El Niño del Pacifico centrale

Come discusso sopra, tradizionalmente El Niño è caratterizzato da grandi SSTA nel Pacifico orientale. Più recentemente, è stato diagnosticato un diverso tipo di El Niño, distinto dal canonico El Niño (Ashok et al. 2007), caratterizzato da SSTA che raggiungono il loro picco massimo nel Pacifico centrale. Gli sono stati dati diversi nomi, come Dateline El Niño (Larkin e Harrison 2005), El Niño Modoki (EMI, Ashok et al. 2007), Central Pacific El Niño (Kao e Yu 2009) o Warm Pool El Niño (Kug et al. 2009), mentre il canonico El Niño è ora indicato come East Pacific (EP) El Niño.Diversi indici sono stati utilizzati per caratterizzare il nuovo carattere di El Niño, come quelli basati sull’analisi EOF (empirical orthogonal function) o le medie delle SST su alcune regioni del Pacifico centrale (vedi Capotondi et al. 2015 per una rassegna). La figura 1.6 illustra la diversa localizzazione delle SSTA calde per l’EP e il Pacifico centrale (CP) El Niño.

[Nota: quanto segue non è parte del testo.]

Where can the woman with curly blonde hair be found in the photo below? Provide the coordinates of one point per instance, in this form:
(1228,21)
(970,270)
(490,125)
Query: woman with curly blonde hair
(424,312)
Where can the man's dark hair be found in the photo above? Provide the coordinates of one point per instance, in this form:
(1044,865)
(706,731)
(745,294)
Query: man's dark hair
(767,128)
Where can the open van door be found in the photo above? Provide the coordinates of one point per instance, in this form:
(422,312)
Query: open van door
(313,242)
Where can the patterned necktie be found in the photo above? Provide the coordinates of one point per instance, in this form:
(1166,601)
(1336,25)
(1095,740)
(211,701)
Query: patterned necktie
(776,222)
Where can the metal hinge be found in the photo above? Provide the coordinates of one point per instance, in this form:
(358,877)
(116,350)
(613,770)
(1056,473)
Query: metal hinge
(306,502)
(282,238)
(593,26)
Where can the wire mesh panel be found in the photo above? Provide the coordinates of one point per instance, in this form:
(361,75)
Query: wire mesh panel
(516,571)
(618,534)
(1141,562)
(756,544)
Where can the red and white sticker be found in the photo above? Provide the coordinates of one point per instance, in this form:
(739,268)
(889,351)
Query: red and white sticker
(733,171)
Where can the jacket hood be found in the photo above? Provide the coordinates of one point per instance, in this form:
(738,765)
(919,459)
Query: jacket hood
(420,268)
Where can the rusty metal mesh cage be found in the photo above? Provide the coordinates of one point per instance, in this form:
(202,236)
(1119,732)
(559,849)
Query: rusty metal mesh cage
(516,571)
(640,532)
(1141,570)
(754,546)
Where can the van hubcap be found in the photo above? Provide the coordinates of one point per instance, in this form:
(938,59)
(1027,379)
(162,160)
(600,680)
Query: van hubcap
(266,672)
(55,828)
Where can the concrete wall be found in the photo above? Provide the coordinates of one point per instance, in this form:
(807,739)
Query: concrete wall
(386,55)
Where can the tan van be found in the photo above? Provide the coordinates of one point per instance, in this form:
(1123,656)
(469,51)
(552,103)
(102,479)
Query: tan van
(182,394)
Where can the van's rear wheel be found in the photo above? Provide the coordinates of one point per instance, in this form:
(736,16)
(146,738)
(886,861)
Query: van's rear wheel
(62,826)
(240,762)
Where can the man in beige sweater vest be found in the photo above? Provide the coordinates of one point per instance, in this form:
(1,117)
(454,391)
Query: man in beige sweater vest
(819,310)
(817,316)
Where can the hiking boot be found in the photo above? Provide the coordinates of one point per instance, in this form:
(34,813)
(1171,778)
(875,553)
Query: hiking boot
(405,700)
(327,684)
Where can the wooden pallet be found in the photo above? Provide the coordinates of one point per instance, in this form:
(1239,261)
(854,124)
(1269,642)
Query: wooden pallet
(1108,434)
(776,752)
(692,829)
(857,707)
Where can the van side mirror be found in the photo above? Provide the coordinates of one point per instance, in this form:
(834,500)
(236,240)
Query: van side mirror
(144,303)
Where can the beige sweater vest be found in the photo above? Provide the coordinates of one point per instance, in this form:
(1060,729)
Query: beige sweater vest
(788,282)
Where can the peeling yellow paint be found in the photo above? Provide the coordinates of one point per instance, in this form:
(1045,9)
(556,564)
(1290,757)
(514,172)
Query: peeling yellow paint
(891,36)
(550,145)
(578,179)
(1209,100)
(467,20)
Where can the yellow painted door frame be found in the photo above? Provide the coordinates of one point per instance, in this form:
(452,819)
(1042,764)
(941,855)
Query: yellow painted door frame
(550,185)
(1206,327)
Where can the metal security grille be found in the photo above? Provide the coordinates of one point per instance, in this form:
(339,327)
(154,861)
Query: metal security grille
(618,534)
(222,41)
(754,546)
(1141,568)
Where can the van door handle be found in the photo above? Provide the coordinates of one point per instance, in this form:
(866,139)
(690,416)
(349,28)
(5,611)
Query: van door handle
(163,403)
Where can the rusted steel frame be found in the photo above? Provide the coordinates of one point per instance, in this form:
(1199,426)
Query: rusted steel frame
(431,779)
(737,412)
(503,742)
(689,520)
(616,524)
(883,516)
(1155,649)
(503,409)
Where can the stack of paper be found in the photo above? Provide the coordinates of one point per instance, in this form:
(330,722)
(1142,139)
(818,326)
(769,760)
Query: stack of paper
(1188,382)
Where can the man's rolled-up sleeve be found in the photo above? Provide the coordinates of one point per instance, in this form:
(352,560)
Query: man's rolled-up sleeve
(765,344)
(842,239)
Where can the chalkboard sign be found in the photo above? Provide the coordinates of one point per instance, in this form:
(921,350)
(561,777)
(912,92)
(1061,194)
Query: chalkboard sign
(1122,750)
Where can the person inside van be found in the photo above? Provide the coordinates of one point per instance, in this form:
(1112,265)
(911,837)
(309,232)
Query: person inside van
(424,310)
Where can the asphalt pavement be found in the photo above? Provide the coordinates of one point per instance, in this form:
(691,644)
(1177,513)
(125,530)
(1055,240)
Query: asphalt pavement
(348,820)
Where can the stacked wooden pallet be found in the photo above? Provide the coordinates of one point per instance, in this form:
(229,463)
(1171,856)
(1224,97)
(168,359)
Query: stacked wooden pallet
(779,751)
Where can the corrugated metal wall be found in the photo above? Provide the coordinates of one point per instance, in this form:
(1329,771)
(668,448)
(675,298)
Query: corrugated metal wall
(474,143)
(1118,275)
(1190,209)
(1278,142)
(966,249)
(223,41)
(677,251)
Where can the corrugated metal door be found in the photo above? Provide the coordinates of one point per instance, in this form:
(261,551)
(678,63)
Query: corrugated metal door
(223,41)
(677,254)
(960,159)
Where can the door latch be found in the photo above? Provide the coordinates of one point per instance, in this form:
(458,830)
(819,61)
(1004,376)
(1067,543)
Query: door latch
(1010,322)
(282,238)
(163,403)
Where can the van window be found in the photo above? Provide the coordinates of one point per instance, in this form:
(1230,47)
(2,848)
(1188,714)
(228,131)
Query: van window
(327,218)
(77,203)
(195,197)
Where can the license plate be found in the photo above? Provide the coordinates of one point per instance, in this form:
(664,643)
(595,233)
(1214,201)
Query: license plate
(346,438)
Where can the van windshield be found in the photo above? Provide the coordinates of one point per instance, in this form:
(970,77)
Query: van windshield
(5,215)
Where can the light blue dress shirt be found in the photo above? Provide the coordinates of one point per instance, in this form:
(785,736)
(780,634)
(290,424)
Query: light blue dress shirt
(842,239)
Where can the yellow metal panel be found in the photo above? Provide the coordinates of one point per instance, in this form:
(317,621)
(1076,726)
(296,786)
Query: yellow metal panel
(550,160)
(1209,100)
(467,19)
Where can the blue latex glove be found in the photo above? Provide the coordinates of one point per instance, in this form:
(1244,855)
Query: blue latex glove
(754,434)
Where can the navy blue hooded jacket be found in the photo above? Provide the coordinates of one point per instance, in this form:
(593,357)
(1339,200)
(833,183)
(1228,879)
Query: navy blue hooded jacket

Le SSTA massime nel caso di eventi CP El Niño sono più deboli di quelle per gli eventi EP El Niño (Ashok et al. 2007; Kug et al. 2009). Tuttavia, poiché la piscina calda del Pacifico è già una zona convettiva (Hoerling et al. 1997), le SSTAs del Pacifico occidentale possono innescare grandi anomalie di precipitazione e risultano essere più efficaci nell’indurre una convezione anomala rispetto alle SSTAs sul Pacifico orientale (Barsugli e Sardeshmukh 2002; Kug et al. 2009).Tuttavia, la diversa localizzazione della convezione esistente tra i due tipi di El Niño porta a diverse risposte atmosferiche (Hoerling e Kumar 2001) e di seguito, EP e CP El Niño sono legati a diverse teleconnessioni troposferiche nel Pacific Rim (Weng et al. 2007, 2009; Yu et al. 2012; Yu e Zou 2013; Zou et al. 2014). Come esempio, di seguito discutiamo le differenze per il Nord America. Come illustrato nella Figura 1.7, le anomalie occidentali portano umidità verso il Nord America occidentale nel corso degli inverni in stile El Niño EP, rispetto al ciclone presente sulla regione delle Aleutine inferiori.Al contrario, durante gli inverni di El Niño CP, sia un anticiclone anomalo che un ciclone appaiono nel Pacifico settentrionale, portando a un’altalena di condizioni secche e umide nelle regioni nord-occidentali e sud-occidentali.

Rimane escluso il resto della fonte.